She looked up, met such a glance as told her that the hour had come, and bent her head in assent.

“Church walls never meant so much to me as now,” he said, very low, as they entered, “now, when the Church has come into her own as never before. What does it mean when the people crowd like that into her doors? What did it mean when all those soldiers, as you told me, crowded into that war-ruined cathedral? Why, it must mean that the instinct to go where the Name of God is most deeply associated with every stone and window is something which is in every man who has ever heard song and prayer ascend from such a place. He can’t do without it—he can’t do without it.... And no more can we—now.”

He said no more, while he led her down the great nave, nearly deserted. People lingered here and there in famous corners, beside distinguished name on statue or tablet, but as Black had said, there was room for all in that vast space. And presently they had come to a spot behind a stone column where they were in sight of none, and all were far away. Black took Jane’s hand in his again, and himself drew off the glove.

“Jane,” he said, with that in his low tone which spoke his feeling, “it seemed to me that I must have our first prayer together in this place. I came to Westminster and this very spot, when our regiment was in London, more than a year ago. I knelt here, all alone, and asked God, as I had never asked before, that He would make Himself real to you. He has done it, as you have told me, and I wanted to bring you here and thank Him, on my knees. Because now, we can work together—all the rest of our lives—in His Name. Is it so—Jane?”

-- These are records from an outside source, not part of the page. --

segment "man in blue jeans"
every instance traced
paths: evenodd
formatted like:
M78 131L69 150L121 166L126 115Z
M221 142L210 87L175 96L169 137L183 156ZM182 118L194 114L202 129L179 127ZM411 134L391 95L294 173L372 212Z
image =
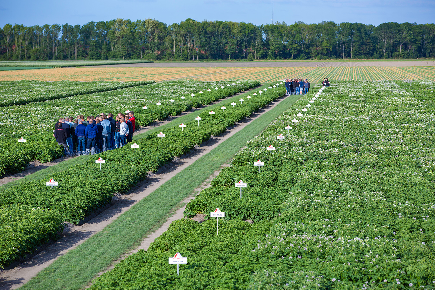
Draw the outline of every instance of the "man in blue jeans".
M94 120L90 119L88 121L89 124L86 126L86 129L85 130L85 134L86 138L87 138L86 141L87 155L89 155L89 151L90 151L90 155L93 155L95 153L95 140L97 139L97 134L98 133L98 129L95 126Z
M76 136L77 136L77 156L84 155L86 148L86 139L85 137L85 130L86 126L83 125L83 120L79 120L79 124L76 127Z
M100 117L101 118L101 117ZM101 123L103 126L103 152L105 152L111 150L110 145L110 134L112 132L112 126L110 121L107 120L107 115L103 115L103 121Z
M127 143L127 137L128 137L128 125L125 123L125 119L121 118L121 123L119 125L119 135L121 139L121 147L125 145Z

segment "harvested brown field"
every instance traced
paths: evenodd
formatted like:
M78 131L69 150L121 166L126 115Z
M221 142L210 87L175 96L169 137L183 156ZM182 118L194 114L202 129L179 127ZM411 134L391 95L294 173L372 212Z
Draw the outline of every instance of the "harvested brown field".
M127 81L153 80L225 80L289 78L316 82L324 77L343 80L428 79L435 80L435 67L74 67L0 71L0 80Z

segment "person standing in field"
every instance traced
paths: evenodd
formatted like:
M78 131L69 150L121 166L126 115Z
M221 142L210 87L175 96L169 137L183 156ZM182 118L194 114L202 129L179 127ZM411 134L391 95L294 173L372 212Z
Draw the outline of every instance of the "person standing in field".
M131 142L133 140L133 133L134 133L134 130L136 129L136 119L134 118L134 112L132 111L130 111L130 122L131 122L132 127L133 128L133 131L129 134L130 136L130 142Z
M121 124L121 118L118 116L116 116L116 126L115 127L115 147L116 148L120 148L120 145L121 142L119 135L119 125Z
M76 136L77 136L77 156L80 156L80 154L84 155L86 150L86 140L85 139L85 131L86 126L83 125L83 120L79 120L79 124L76 127Z
M101 117L99 117L100 118ZM103 126L102 138L103 138L103 152L105 152L108 150L111 150L112 148L110 146L110 133L112 132L112 126L110 125L110 121L107 120L107 115L103 115L103 120L101 123L101 126Z
M308 82L308 80L305 79L305 82L304 83L304 90L305 91L305 93L306 94L308 93L308 90L309 89L310 83Z
M93 155L95 153L95 140L97 139L97 134L98 133L98 129L92 120L90 120L90 117L88 122L89 124L86 126L86 129L85 130L87 138L86 154L89 155L89 152L90 151L90 155Z
M127 143L127 137L128 136L128 125L125 123L125 119L121 118L121 123L119 125L119 137L121 141L121 147L123 147Z
M57 144L64 147L65 155L70 156L71 153L70 151L70 148L68 147L66 143L67 136L68 136L67 133L67 130L62 127L62 123L57 124L57 128L54 130L54 136L56 137L56 140L57 141ZM67 124L67 125L68 124ZM68 126L69 127L70 125Z
M70 124L66 122L64 119L62 119L62 127L65 129L67 132L67 144L70 147L70 150L73 150L73 139L71 138L71 127Z
M109 142L112 150L116 148L115 146L115 130L116 130L116 121L113 118L113 114L110 113L107 115L107 120L110 121L110 132L109 137Z
M304 95L304 81L302 80L302 79L299 79L299 90L301 92L301 94Z
M131 142L132 140L131 133L133 130L133 123L131 123L131 121L130 121L130 117L128 115L128 114L126 115L125 116L125 123L127 124L127 126L128 126L128 135L127 137L127 142L129 143Z
M77 153L77 136L76 135L76 128L79 124L79 120L76 119L74 120L74 123L71 126L70 131L71 131L71 138L73 140L73 153Z
M103 126L101 125L101 117L97 117L95 118L95 126L98 129L98 133L97 133L97 139L95 143L97 144L97 153L98 154L103 151Z

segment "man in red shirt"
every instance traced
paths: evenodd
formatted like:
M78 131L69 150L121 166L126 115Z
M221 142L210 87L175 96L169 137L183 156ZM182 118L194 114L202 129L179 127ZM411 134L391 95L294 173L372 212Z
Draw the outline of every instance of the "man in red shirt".
M130 140L131 140L133 137L133 133L134 133L134 128L136 128L136 120L134 119L134 112L130 111L130 121L131 121L131 123L133 124L133 131L131 133L130 135Z

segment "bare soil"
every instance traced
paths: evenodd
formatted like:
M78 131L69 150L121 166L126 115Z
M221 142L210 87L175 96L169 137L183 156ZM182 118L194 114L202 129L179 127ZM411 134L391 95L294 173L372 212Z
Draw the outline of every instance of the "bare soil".
M62 233L60 239L41 248L40 252L33 256L23 260L21 263L16 263L5 268L4 270L0 269L0 290L15 289L23 285L51 264L58 257L75 248L87 239L102 230L122 213L128 210L171 177L243 129L252 120L272 110L285 97L282 97L271 102L258 112L243 119L240 123L237 123L232 127L228 128L220 136L212 136L204 144L201 144L201 147L195 148L191 153L181 156L162 167L155 174L149 173L150 174L147 180L132 188L130 193L124 195L114 196L111 204L88 217L79 225L68 225ZM215 173L217 174L217 173ZM204 186L206 186L207 184ZM193 195L195 195L194 193ZM187 201L187 200L184 201L184 203ZM175 215L173 216L170 221L168 220L155 233L148 235L137 248L137 250L141 248L147 249L154 239L166 230L172 221L182 218L184 210L182 208L175 211Z

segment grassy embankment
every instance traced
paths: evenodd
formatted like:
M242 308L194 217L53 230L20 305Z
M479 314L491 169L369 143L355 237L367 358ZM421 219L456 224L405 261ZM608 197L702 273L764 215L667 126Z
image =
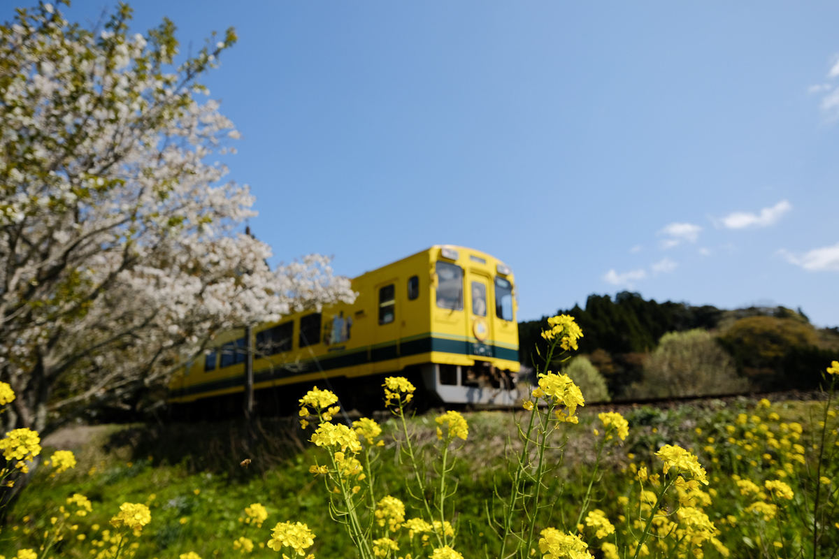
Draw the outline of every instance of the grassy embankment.
M776 424L800 422L804 428L801 442L806 444L808 434L814 432L811 427L818 422L818 417L811 416L820 407L823 413L823 401L779 402L773 404L771 411L779 416ZM579 425L565 426L567 443L555 449L550 458L558 463L564 453L564 465L550 483L548 502L556 505L543 511L540 525L574 530L576 507L587 483L584 480L595 458L592 430L601 411L604 409L581 411ZM727 529L725 520L727 514L744 514L742 505L732 504L737 491L729 478L738 468L743 470L748 466L742 458L738 463L733 453L724 449L709 453L707 442L709 436L717 441L725 438L726 427L734 425L738 414L765 417L768 411L758 409L755 401L747 399L621 411L629 421L629 437L607 458L603 475L594 486L597 501L593 506L606 511L621 530L617 520L625 511L620 510L618 497L632 491L635 466L645 463L653 466L652 471L653 452L664 443L680 444L699 456L708 470L711 487L720 491L716 499L719 504L707 507L706 512L721 529L721 541L732 550L732 556L754 554L757 550L749 549L756 545L755 535L745 529L735 530L733 525ZM411 421L430 459L437 452L434 417L430 412ZM459 485L451 502L457 511L456 546L464 556L475 557L483 556L485 546L495 548L496 540L487 530L485 503L491 499L493 488L501 494L508 490L504 456L519 443L513 414L480 411L466 417L469 438L456 452L458 462L453 474ZM384 429L385 446L376 467L377 497L390 494L400 498L406 505L405 516L409 518L417 507L417 501L405 490L409 468L399 459L393 437L394 422L387 416L378 419ZM51 519L60 516L60 505L67 497L81 493L92 501L92 512L81 518L72 516L63 541L55 543L47 557L103 559L102 551L109 544L102 541L102 531L109 528L108 520L125 501L146 503L151 509L151 523L135 538L140 544L137 559L174 558L190 551L205 559L240 556L242 551L234 550L232 544L242 536L257 544L251 555L277 557L279 554L260 547L259 543L268 540L270 528L277 522L286 520L309 525L317 536L310 550L316 556L349 556L348 538L330 517L323 482L309 472L317 457L322 460L322 454L305 441L308 435L294 419L262 420L251 435L241 423L77 429L58 433L45 442L44 456L50 455L49 446L69 448L76 452L79 463L74 470L55 478L49 477L49 468L40 468L31 487L7 511L8 523L0 533L0 554L13 556L15 550L25 547L37 551L44 531L52 528ZM310 434L311 428L307 432ZM248 468L240 465L246 458L252 460ZM765 467L777 466L768 461ZM240 520L245 507L253 503L261 503L268 511L262 527ZM741 510L728 510L727 506L739 506ZM596 541L593 537L591 540Z

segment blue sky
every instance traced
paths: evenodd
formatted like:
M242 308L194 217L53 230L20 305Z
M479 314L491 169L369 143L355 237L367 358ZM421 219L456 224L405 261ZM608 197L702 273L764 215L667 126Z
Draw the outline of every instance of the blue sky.
M277 261L464 245L513 268L520 319L631 289L839 325L839 3L133 7L184 49L237 28L205 83Z

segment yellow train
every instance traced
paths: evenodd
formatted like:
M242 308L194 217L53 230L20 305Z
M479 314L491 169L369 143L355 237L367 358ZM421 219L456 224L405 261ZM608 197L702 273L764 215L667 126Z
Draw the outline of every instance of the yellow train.
M290 411L313 384L335 390L347 409L365 411L381 405L385 375L402 375L431 405L514 403L515 284L503 262L435 246L352 285L352 304L218 336L175 376L169 401L190 415L233 413L252 376L260 413Z

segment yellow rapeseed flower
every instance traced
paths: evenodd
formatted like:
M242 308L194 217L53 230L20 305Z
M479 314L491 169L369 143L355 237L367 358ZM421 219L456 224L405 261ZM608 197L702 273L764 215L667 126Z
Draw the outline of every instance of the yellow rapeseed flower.
M329 407L336 401L338 401L338 396L336 396L334 392L330 391L322 391L315 386L306 392L305 396L300 398L300 411L302 411L302 408L305 408L307 406L320 410L324 407ZM306 411L306 415L309 415L308 410Z
M665 444L659 449L659 452L655 453L655 455L660 458L664 463L664 474L667 474L670 468L673 468L677 472L689 473L696 481L701 482L706 485L708 484L705 468L700 465L699 460L696 459L696 456L681 447Z
M0 382L0 406L5 406L14 400L14 391L6 382Z
M445 423L448 427L446 440L451 440L456 437L459 437L465 441L466 440L466 437L469 436L469 425L463 416L457 411L450 410L443 415L438 416L435 421L437 422L437 425L443 425ZM439 427L437 428L437 437L443 437Z
M567 314L550 317L548 318L548 326L550 328L547 330L542 330L543 338L548 341L559 339L563 349L577 349L577 340L583 336L580 326L574 322L574 317Z
M315 543L315 535L309 526L302 522L279 522L271 531L271 539L268 546L275 551L283 547L290 547L301 557L305 556L304 550L311 547Z
M250 506L245 507L245 515L247 515L246 523L253 523L257 525L257 528L262 528L262 523L268 518L268 510L261 503L253 503Z
M627 436L629 434L629 423L623 418L623 416L617 411L606 411L598 414L597 417L603 422L603 427L607 430L611 426L612 428L618 432L618 436L620 437L622 441L626 440Z
M50 459L56 474L65 472L70 468L76 468L76 457L69 450L57 450Z
M443 546L434 550L431 559L463 559L463 556L448 546Z
M556 528L545 528L539 535L539 549L543 559L593 559L588 545L579 536L563 534Z
M350 452L357 453L362 449L358 435L343 423L320 423L312 435L311 442L319 447L340 447L341 452L349 448Z
M3 458L7 460L27 460L32 462L41 453L41 437L37 431L27 429L13 429L6 433L6 437L0 439L0 449L3 449Z
M388 529L395 532L405 521L405 505L396 497L387 495L378 502L374 513L378 525L388 524Z
M117 529L128 528L134 532L134 536L139 536L143 526L151 522L151 511L145 505L122 503L119 507L119 513L111 519L111 525Z

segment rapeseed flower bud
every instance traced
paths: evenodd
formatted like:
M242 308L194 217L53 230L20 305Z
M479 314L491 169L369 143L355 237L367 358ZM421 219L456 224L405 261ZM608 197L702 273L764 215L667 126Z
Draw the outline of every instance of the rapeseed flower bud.
M378 502L374 513L378 525L388 524L388 529L395 532L405 521L405 505L396 497L387 495Z
M699 463L696 457L681 447L665 444L655 455L661 458L664 463L664 474L673 468L677 472L685 472L690 474L694 479L701 482L706 485L708 480L706 478L705 468Z
M588 551L588 544L579 536L563 534L556 528L545 528L539 535L539 549L543 559L593 559Z
M382 427L369 417L362 417L357 422L352 422L352 427L356 428L356 434L359 438L363 438L369 446L373 446L373 440L382 434Z
M111 519L111 525L114 528L128 528L139 536L143 526L152 520L151 511L145 505L139 503L122 503L119 513Z
M315 537L309 526L302 522L295 524L279 522L271 531L271 539L268 540L268 546L275 551L283 547L290 547L302 557L306 554L304 550L311 547L315 543Z
M447 441L450 441L456 437L459 437L465 441L466 440L466 437L469 436L469 425L466 423L466 420L464 419L463 416L457 411L446 411L443 415L438 416L435 421L437 422L437 425L443 425L446 423L448 427L448 433L446 435ZM440 427L437 427L437 438L443 438L443 433Z
M443 546L434 550L431 559L463 559L463 556L448 546Z
M268 510L261 503L253 503L245 507L245 523L253 523L257 525L257 528L262 528L262 523L268 518Z
M57 450L50 459L56 474L61 474L70 468L76 468L76 457L69 450Z
M606 517L606 513L600 509L595 509L586 515L586 525L589 528L597 528L597 531L595 536L601 540L609 534L615 533L615 527Z
M319 447L340 447L341 452L349 448L350 452L357 453L362 449L356 432L343 423L320 423L312 435L311 442Z
M626 440L627 436L629 434L629 423L623 418L623 416L616 411L606 411L598 414L597 417L603 422L603 427L607 430L611 426L611 428L618 432L618 436L622 441Z
M573 348L577 349L577 340L582 338L582 330L580 326L574 322L574 317L567 314L559 314L548 318L547 330L542 330L542 337L550 341L555 339L560 339L560 345L563 349Z
M14 400L14 391L6 382L0 382L0 406L5 406Z
M0 440L0 449L3 449L3 458L7 460L27 460L32 462L41 453L41 438L37 431L27 429L13 429L6 433L6 437Z

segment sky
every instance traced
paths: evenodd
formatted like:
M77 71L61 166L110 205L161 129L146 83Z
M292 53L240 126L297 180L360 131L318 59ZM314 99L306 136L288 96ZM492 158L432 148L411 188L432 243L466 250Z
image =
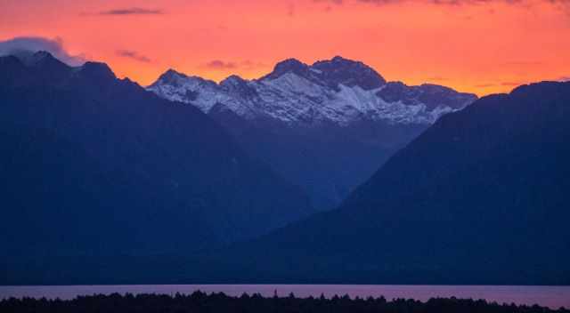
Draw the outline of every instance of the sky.
M570 79L570 0L0 0L0 53L32 44L142 85L340 55L481 96Z

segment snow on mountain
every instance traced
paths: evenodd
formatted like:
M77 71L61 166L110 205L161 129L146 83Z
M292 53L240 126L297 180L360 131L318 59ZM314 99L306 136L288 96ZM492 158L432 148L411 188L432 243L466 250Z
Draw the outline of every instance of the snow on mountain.
M302 126L346 126L364 120L430 124L476 99L435 84L387 83L365 64L341 57L310 66L289 59L259 79L232 76L220 84L169 69L148 90L207 114L221 105L248 120Z

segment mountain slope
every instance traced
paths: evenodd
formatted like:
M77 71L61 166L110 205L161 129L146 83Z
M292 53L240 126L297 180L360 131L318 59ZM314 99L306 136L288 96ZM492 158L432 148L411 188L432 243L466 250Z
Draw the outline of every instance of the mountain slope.
M209 278L570 284L569 140L570 83L484 97L442 117L339 209L214 253L232 275Z
M232 76L220 84L168 70L148 90L208 114L321 209L336 206L437 118L476 99L387 83L341 57L313 65L289 59L259 79Z
M102 63L31 60L0 58L3 259L191 253L313 212L200 110Z

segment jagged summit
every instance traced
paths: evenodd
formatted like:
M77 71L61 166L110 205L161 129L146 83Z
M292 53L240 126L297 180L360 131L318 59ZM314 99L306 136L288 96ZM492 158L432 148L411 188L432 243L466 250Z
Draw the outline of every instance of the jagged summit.
M372 68L340 56L313 65L287 59L259 79L231 76L220 84L169 69L148 89L205 113L225 107L250 120L312 127L362 120L429 124L476 99L443 86L387 83Z

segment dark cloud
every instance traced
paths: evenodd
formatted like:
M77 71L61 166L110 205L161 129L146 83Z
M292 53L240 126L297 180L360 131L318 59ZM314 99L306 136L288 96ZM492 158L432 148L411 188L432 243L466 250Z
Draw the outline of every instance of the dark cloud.
M124 58L138 60L139 62L150 63L151 60L139 52L132 50L118 50L117 55Z
M49 39L39 36L20 36L0 41L0 55L27 56L38 51L46 51L61 61L71 66L86 62L85 55L71 55L63 47L61 38Z
M81 15L162 15L165 12L160 9L148 9L140 7L120 8L100 11L97 12L84 12Z

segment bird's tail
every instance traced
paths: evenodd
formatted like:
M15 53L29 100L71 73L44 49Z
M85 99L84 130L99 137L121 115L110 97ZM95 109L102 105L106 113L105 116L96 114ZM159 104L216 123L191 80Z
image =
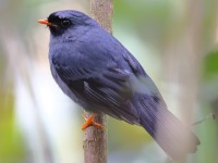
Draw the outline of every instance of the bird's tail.
M141 103L141 125L172 159L194 153L199 145L198 138L165 104L157 103Z

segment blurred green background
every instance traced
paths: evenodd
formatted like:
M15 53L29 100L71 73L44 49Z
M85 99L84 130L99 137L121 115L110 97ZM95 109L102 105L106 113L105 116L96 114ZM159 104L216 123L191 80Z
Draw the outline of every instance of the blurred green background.
M218 162L218 0L116 0L113 35L202 143L185 163ZM57 10L88 0L0 0L0 163L82 163L82 110L55 84L49 32ZM108 118L109 163L170 161L141 127Z

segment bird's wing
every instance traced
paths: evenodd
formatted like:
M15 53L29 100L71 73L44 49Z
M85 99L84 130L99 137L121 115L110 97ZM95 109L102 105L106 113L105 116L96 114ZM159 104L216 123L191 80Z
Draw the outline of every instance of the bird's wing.
M82 67L56 66L56 71L71 91L87 103L92 111L102 111L116 118L138 124L140 115L130 101L133 96L130 78L133 74L112 66Z

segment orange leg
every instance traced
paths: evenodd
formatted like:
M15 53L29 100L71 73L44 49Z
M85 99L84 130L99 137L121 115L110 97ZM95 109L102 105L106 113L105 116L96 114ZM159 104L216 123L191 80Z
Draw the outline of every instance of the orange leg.
M92 114L88 118L83 114L83 117L85 118L85 123L82 126L82 130L85 130L89 126L97 126L101 129L105 129L101 124L94 122L95 114Z

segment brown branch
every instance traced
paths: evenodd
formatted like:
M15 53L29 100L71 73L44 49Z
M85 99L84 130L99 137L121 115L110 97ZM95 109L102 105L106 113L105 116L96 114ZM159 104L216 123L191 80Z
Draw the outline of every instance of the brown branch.
M112 0L90 0L92 16L108 33L111 33ZM86 115L89 115L86 113ZM105 129L90 126L86 128L84 136L84 160L85 163L107 163L107 127L106 115L97 114L95 122L105 126Z

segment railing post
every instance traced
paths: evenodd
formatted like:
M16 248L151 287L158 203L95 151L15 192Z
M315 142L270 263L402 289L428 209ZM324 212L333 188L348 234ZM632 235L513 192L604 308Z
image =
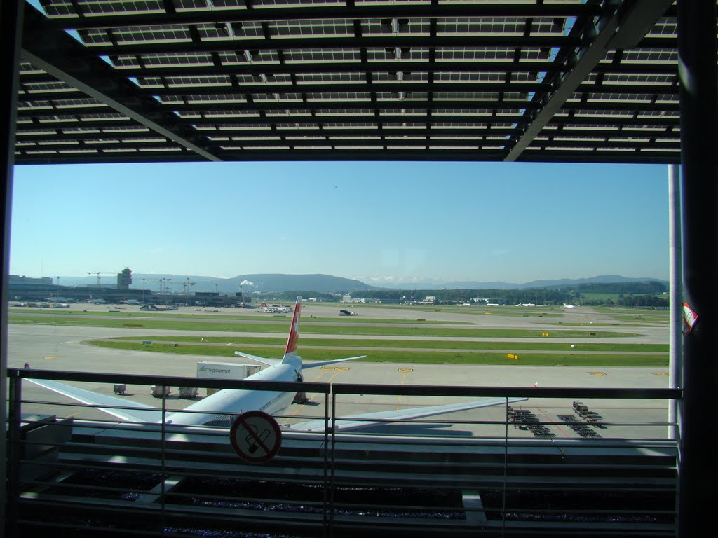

She could not look up. Great sobbing breaths caught her unawares and shook her from head to foot. She felt his arm come about her, felt his hand press her face against his shoulder, and there, for a few minutes, she cried her heart out. He held her silently, and with such a tender strength that it seemed to her that she had come into some wonderful refuge, such as she had never dreamed of. All the tension, all the weariness, all the heart-wrenching sights and sounds of the last year, had come back to her in one overwhelming flood at his words, as they had come many times before. But never, at such times, could she let go; always she had had to hold fast to her courage and her will, lest giving way weaken her for the pressing, unremitting tasks yet to be done. In the old, ruined cathedral a month before, she had had all she could do to keep control and not suffer a very hysteria of reaction, such as, alone among those hundreds of men, would have done both herself and them a harm. But now—she knew for the first time in her independent, resourceful life, what it might mean to lean upon an arm stronger than her own, and to feel, as she was momently feeling more sustainingly, that another life was tied so closely to her own that neither sorrow nor joy could ever shake her again that it should not shake that life too.

By and by the storm passed. No longer did she want to weep—a great peace came upon her. She stood still within the right arm which held her—the uninjured arm—she didn’t know that he could not lift that left arm yet nor use it beyond slight effort. Now, at last, he spoke.

“Will you kneel with me, here? No one will see—and if they did—everyone prays now.”

So they knelt, and Robert Black poured out his heart in a few low-spoken words which, if she had still been unbelieving that they could be heard, must have stirred her to the depths. As it was, convinced past all power of sceptic argument to shake, Jane’s own soul spoke with his to the God who had brought her where she was.

With the last words his hand came again upon her cheek and turned her face gently toward his. His lips sealed his betrothal to her with a reverent passion of pledging which told her, more plainly than any words could have done, that that life of his was now fully hers. It was the life of no pale saint, she well knew, but that of a man whose blood was red and swift-flowing, whose pulses beat as fast and humanly as her own. But he had chosen to devote that virile life to service in the Church, with the same ardour with which, during these months just past, he had given of his best to help defeat the enemies of that Church and all for which it stands. No fear for her now that service with him back on the old home grounds would be dull or tame or weak; it would call for the best she had to give. And she would give it, oh, but she would give it! She knew, at last, that no task of his in that service could seem to her uncongenial, if to him it was worth while.

As they walked slowly back up the long, quiet nave, it was as from some high rite. At the door Robert Black turned and looked back into the dim distance of the great vaulted interior. Then he looked down into Jane’s face.